The Tribune also reprinted some of Demetris' answers about Giorango's criminal background:

"But we're a relationship bank," he said. "So somebody comes in and in all his dealings with the bank seem to be on the level, everything makes sense, nothing seems illicit or untoward. Just because somebody gets a bad article written about them there's no reason to say, 'Hey, listen, I'm going to kick you out the door because you don't win a popularity contest.' We didn't think he was doing anything illegal."

He said he asked Giorango about the convictions and Giorango said, "It's in the past.
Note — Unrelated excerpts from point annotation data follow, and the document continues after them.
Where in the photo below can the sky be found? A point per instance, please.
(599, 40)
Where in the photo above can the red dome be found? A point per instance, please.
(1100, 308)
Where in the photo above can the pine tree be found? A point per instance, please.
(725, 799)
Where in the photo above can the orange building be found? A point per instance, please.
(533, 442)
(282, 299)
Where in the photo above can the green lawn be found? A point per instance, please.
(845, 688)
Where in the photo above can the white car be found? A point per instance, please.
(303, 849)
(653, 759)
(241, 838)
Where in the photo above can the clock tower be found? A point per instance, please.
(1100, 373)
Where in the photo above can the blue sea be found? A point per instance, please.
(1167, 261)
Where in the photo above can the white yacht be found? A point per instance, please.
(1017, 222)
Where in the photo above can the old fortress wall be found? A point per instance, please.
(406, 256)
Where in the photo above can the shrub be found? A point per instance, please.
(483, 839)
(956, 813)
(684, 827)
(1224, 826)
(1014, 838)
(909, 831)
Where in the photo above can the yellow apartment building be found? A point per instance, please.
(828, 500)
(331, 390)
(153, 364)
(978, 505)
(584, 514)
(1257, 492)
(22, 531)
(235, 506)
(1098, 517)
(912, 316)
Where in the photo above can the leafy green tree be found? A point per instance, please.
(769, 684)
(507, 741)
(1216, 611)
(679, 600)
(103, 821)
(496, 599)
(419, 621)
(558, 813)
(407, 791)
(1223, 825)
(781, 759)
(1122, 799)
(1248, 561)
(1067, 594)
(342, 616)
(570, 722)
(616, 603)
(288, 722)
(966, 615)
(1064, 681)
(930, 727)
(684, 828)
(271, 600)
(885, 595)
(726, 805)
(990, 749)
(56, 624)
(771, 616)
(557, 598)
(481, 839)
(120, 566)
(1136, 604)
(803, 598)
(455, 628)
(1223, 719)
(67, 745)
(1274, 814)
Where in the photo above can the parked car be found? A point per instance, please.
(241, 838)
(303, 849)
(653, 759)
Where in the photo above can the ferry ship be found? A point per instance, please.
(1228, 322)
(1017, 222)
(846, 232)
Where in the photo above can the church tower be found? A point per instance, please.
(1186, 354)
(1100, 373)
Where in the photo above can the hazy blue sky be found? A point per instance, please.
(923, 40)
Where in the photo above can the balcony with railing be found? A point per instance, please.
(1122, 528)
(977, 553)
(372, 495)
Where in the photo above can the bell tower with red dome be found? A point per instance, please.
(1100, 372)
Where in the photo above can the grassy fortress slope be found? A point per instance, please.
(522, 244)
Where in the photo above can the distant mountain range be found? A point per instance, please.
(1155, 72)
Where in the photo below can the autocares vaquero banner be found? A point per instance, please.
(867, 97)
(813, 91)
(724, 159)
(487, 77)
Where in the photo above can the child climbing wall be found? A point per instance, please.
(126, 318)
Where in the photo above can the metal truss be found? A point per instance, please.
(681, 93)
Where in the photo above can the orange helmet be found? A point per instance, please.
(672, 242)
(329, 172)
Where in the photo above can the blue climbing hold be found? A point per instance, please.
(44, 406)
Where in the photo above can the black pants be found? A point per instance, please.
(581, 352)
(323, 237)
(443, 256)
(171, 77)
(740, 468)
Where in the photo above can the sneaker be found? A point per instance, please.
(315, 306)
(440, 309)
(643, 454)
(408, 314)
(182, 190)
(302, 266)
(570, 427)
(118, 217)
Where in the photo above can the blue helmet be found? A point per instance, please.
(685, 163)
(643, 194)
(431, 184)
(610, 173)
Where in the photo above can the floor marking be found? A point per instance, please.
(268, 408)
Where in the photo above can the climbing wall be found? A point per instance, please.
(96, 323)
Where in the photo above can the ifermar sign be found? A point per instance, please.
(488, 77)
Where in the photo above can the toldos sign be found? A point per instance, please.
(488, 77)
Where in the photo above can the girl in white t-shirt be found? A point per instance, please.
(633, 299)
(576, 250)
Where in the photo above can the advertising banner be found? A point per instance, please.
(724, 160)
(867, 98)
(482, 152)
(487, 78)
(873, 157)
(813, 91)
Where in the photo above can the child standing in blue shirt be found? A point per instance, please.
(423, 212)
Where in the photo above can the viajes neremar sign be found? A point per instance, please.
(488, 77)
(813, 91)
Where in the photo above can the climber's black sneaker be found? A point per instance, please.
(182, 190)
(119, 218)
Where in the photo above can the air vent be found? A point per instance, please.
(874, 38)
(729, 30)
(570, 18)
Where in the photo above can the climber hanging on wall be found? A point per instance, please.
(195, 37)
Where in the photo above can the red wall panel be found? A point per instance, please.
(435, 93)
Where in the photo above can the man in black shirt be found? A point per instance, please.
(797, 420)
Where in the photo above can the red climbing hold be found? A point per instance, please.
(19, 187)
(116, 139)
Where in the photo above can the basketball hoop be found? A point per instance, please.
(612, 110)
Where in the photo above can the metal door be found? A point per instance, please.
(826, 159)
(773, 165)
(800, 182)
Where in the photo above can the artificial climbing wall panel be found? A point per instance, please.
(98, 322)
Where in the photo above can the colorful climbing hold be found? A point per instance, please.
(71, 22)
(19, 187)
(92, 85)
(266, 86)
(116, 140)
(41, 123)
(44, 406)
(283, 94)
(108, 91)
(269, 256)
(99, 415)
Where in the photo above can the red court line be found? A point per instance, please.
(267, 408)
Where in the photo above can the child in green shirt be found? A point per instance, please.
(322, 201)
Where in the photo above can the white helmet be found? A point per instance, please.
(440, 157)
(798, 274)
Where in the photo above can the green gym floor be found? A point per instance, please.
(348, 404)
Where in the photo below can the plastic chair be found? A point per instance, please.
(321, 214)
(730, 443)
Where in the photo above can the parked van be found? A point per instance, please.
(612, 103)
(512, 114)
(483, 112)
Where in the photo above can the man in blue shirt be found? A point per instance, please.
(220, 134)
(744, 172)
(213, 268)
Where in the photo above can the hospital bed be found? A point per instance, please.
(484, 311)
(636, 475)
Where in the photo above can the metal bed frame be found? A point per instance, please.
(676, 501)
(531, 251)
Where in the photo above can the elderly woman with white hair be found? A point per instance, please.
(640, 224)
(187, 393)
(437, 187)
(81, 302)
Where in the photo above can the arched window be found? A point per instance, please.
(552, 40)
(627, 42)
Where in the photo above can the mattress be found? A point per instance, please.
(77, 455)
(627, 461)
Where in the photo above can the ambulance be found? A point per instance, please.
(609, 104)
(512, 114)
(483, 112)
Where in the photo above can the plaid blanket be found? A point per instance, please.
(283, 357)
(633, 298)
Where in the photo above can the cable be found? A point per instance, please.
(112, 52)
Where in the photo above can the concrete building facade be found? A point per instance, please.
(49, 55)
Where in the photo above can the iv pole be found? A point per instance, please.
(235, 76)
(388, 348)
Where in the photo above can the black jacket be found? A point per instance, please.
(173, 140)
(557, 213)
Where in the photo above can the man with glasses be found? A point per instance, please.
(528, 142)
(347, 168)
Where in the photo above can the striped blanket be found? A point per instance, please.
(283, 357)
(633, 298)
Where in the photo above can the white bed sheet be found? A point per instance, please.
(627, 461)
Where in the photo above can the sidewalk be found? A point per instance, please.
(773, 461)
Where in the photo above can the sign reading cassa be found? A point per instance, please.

I don't do that anymore."

Demetris also defended Alexi, saying that his younger brother had little to do with the loans beyond filling out paperwork. Alexi has defended himself in the same way.

The bank, according to a Sun-Times report, has since sued Giorango and Stavropoulos, seeking to get much of the money it loaned them back. It also foreclosed on 1201 South Western. And it has widely condemned Giorango's and Stavropoulos' business practices in recent years.

Still, the new Tribune report shifts attention back to Alexi's involvement with the bank. After a spate of bad news in early March, including the bank's likely collapse and the arrest of campaign contributor and Boston Blackie's owner Nick Giannis, Alexi had succeeded in placing the focus of the campaign on his opponent. Specifically, he has repeatedly underscored Republican Mark Kirk's vehement announcement of (and quiet retreat from) his desire to repeal the healthcare reform law.

But with this news, and with the bank unlikely to survive the FDIC's April 24th deadline for paying back nearly $94 million, Alexi's Broadway connection will certainly be back in the headlines this month.